Building Our Learning Community
Jordan Hasley

As we begin the year, together our goal is to build our learning community. Part of building it is through our inquiry work. As we explained at our Open House, every year we have a project, our inquiry project that has a social studies/science aspect. Every year our projects are different because our class is different, the children are unique to that year and bring with them their own experiences. We begin by observing the children throughout the day, documenting and meeting as a team to discuss and analyze what we are observing. We seed the environment and atelier with open-ended materials so that children can build relationships with materials and each other. The open-ended materials, like a third teacher, allow for the children to be creative, discover their learning process, express themselves, and build their learning community. With inquiry/project work, we are also looking for the big ideas that could sustain a year-long project.
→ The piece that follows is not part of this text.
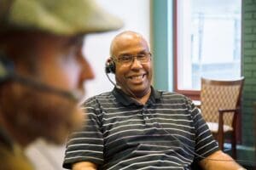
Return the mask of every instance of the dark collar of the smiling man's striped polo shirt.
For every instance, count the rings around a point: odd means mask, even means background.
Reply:
[[[132,99],[119,88],[113,88],[112,93],[113,96],[117,99],[117,101],[122,105],[141,105],[135,99]],[[160,100],[161,95],[162,93],[160,91],[155,90],[151,86],[151,94],[149,96],[147,103],[151,104],[157,102],[157,100]]]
We are building our learning communities and inquiry skills through group meetings, and wonderings, and through research walks that let us cultivate inquiry skills like observing, speculating, questioning, advocating for ideas, and documenting.

As you might remember from the Open House, our questions, (What is a village, town , city, and downtown?) were based on observations we had made when a small group of children were building a city, then changed it to a town, downtown and uptown. Later even a valley and village were talked about. What did these terms mean to the children? It was a great wonder to start with our first group meeting. And indeed the children had many ideas.